PDECat may also win enough support from more conservative pro-independence voters to help ERC come in first. The other recent split from JxCat, the Nationalist Party of Catalonia (PCN), led by former PDECat secretary Marta Pascal, seems set for oblivion.

CUP

Amidst this fragmentation, the CUP - Let’s Win Catalonia campaign may become an attractive alternative for pro-independence voters.

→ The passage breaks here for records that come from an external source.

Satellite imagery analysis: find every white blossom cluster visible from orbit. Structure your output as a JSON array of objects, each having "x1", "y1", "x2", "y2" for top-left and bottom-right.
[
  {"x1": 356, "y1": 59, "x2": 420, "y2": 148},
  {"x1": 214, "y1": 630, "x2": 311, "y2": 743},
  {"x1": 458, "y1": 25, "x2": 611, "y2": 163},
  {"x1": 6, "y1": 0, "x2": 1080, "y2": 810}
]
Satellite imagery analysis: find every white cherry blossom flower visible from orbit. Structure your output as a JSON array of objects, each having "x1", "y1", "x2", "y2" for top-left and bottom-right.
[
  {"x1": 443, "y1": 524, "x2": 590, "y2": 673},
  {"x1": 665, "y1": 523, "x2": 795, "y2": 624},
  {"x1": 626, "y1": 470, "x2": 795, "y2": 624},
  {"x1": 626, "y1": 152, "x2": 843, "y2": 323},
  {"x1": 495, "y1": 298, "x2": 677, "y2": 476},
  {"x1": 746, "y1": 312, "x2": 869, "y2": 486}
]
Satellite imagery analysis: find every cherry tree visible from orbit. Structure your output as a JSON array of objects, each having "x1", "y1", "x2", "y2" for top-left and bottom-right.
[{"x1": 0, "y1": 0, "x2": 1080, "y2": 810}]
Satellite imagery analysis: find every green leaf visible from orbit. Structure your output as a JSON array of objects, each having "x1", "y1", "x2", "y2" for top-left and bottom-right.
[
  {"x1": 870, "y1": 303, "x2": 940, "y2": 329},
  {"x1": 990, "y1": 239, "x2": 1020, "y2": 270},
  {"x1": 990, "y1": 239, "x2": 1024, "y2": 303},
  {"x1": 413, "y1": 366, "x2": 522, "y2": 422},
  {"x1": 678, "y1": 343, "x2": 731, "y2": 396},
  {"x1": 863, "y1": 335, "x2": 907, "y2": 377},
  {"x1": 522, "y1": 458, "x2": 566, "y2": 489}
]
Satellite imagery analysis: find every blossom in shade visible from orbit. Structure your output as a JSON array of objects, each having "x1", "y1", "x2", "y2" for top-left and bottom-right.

It proposes that all independence forces commit to a definitive referendum by 2025, one based on the lessons of 2017.

According to lead candidate Dolors Sabater, former mayor of industrial and working-class Badalona, the coming election is a plebiscite on the way forward for the independence movement.

Interviewed on January 9, she said its main task is to set in place the structures and institutions — public bank, own treasury and tax system, public services — that could underpin an independent Catalonia from day one: such preparation would be crowned by a referendum whose result could this time be implemented.

For Sabater, “people are dispirited after October 1 because of this legislature with so much pain and repression. They face these elections thinking that there’s no point in voting. But we’re here to say that it’s important that people vote to end this stalemate.”

Conclusion

As the campaign warms up, the PSOE–PSC is intent on creating an Illa bandwagon effect. El Periódico, his effective mouthpiece, published a poll on January 8 showing the PSC as lead party with 34–35 seats and the independence camp at 68 seats, one away from losing its majority: Illa was “shaking up the Catalan political scene”.

A day later came another poll in the conservative La Vanguardia: the PSC would come in third with 29–30 seats, behind ERC (37–39) and JxCat (31). The independence bloc majority was safe at 72–76 seats.

With 35% of voters yet to make up their mind, any result is possible. The key determinant will be the participation rate: will the Catalan movement, demobilised by COVID-19 and the recession and supposedly demoralised, rise as it always has, to its most serious challenge to date?

[Dick Nichols is Green Left’s European correspondent, based in Barcelona.]